E pra quem ainda está na dúvida, meu nome é Iara.

Iara De Dupont

2 comentários:

Anônimo disse...

iara, já tinha visitado seu blog há uns meses, mas só hoje voltei. gosto muito do modo q vc escreve, vou assinar o feed e acompanhar.

essa dicotomia entre oq somos (pessoas complexas, com mil defeitos e virtudes) e oq os outros acham q somos (gordas) me afeta de um jeito que criei 2 contas no tuiter: a @gordaneurotica e a minha conta pessoal, q fala de tudo, mas quase nunca sobre esse assunto proibido, pra não soar "vitimista" (como me acusaram no passado) e tb pra não ficar tão obvio q por trás daquele avatar há uma gorda, desqualificando tudo oq eu tenho a dizer.

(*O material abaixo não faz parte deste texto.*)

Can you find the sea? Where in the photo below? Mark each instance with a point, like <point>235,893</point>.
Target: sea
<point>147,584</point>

não q eu esconda qm sou, até comento vez ou outra sobre a minha condição, pra não se "iludirem" de q há alguém magro ali, por incrível q pareça. isso já aconteceu uma vez, numa outra rede social: um garoto se interessou por mim (eu usava uma foto do rosto, um pouco desfocada e distante) e depois de conversar um pouco, o assunto caiu num papo de comida (ele era estudante de gastronomia, q irônico) e lá pelas tantas me retrucou com um "mas vc é magra, não precisa de dieta". só então eu percebi q ele n fazia ideia, apesar de todas as dicas sutis q eu dei sobre meu peso no perfil. devia estar achando que eu era mais uma dessas meninas que pesam 60kg e se dizem gordas para ganhar elogios.

enfim, é muito ruim vc ser identificado pelo seu corpo apenas. eu sou gorda, nem tenho tanta vergonha disso (já tive muito mais, estou trabalhando essa aceitação ainda), mas não sou só isso.

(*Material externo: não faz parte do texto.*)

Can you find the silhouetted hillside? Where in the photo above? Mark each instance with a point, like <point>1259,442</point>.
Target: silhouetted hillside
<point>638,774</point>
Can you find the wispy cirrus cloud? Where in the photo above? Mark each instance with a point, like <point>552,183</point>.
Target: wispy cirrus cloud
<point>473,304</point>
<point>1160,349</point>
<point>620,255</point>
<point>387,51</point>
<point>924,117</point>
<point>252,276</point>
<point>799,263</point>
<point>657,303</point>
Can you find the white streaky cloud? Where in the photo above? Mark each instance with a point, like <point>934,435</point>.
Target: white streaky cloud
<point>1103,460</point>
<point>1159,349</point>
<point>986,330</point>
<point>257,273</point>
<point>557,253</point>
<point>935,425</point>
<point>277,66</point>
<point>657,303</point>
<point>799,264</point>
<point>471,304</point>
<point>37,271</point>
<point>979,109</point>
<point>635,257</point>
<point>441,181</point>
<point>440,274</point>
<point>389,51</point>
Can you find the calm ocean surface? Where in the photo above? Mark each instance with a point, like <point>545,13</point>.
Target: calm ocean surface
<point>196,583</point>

claro q isso afetou minha visão crítica do mundo. se eu sou humilde, por ex, talvez seja fruto de anos de humilhação. se eu não gosto de exibicionismo, talvez seja por ter noção do quão degradante é vc ser avaliado superficialmente, pelo seu corpo. se sou feminista, em parte foi pq quis tentar entender o ódio q a mim era direcionado gratuitamente (embora ja tivesse como grande valor a independencia pois fui criada por uma mae solteira).

mas a verdade é q eu me tornei oq sou com estudo, observação, reflexão, tenho um embasamento q vai além do inconformismo pessoal pela rejeição q sofri, logo quero ser respeitada e ouvida, sem que minha opinião seja filtrada por ser "biased" na minha vivência enquanto gorda.

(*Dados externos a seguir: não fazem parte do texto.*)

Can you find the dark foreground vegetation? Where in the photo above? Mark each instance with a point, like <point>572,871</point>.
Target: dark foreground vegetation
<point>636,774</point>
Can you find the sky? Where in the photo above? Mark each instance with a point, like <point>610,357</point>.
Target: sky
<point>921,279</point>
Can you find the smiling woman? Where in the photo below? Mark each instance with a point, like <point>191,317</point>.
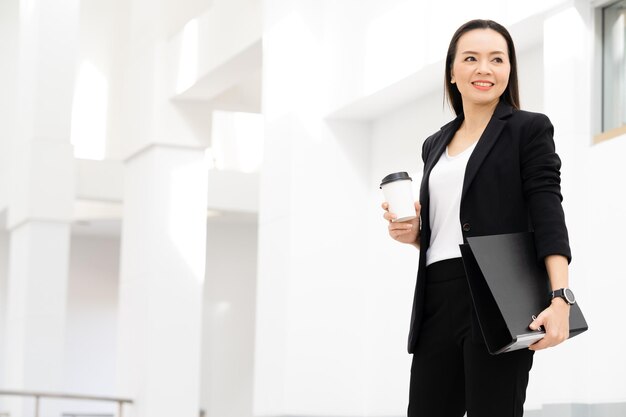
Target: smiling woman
<point>491,149</point>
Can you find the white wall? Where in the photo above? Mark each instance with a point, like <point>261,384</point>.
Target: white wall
<point>228,319</point>
<point>91,331</point>
<point>92,315</point>
<point>4,258</point>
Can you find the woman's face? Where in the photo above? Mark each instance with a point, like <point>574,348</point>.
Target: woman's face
<point>481,67</point>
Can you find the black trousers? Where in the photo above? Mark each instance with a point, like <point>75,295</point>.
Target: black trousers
<point>452,371</point>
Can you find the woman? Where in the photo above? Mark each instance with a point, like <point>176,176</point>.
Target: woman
<point>492,170</point>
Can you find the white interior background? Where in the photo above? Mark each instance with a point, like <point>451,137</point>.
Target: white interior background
<point>303,106</point>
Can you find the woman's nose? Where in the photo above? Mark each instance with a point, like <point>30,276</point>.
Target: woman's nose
<point>483,67</point>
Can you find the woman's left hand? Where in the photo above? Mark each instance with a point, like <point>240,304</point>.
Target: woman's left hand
<point>555,320</point>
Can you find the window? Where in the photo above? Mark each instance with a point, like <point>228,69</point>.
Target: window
<point>614,68</point>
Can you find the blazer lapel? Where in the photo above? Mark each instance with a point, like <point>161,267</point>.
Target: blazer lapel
<point>486,142</point>
<point>438,147</point>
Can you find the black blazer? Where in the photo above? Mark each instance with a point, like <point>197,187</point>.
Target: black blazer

é muito estranha essa situação em q vc sabe q todos se referem a vc como "a gorda", mas vc mesma se envergonha e evita o assunto, finge não ser oq obviamente é. desde q eu comecei a tentar me aceitar, consegui me referir a mim mesma desse modo, na tentativa de desmitificar a palavra mesmo. nao quero q "sua gorda" seja um xingamento pra mim, quero ser capaz de ouvir isso com a mesma serenidade q teria se ouvisse um "sua alta/magra/loira/etc".

Marcelo Pantazis disse...

Passei por uma situação semelhante! Conheci uma pessoa pela internet em 1996 do Rio de Janeiro. Passados 6 meses estávamos casados. Nos separamos depois de 4 anos devido ao seu ciúme doentio sem motivos e comportamento agressivo. Ela era obesa e colocava isso como um grave problema.
O problema talvez na minha opinião, não está em fazer dietas rigorosas e sim aceitar como somos. Se fizerem dieta (eu também preciso porque criticam o tamanho da minha barriga) façam pela qualidade de vida tomando isso como um objetivo. O que as pessoas falam não importa.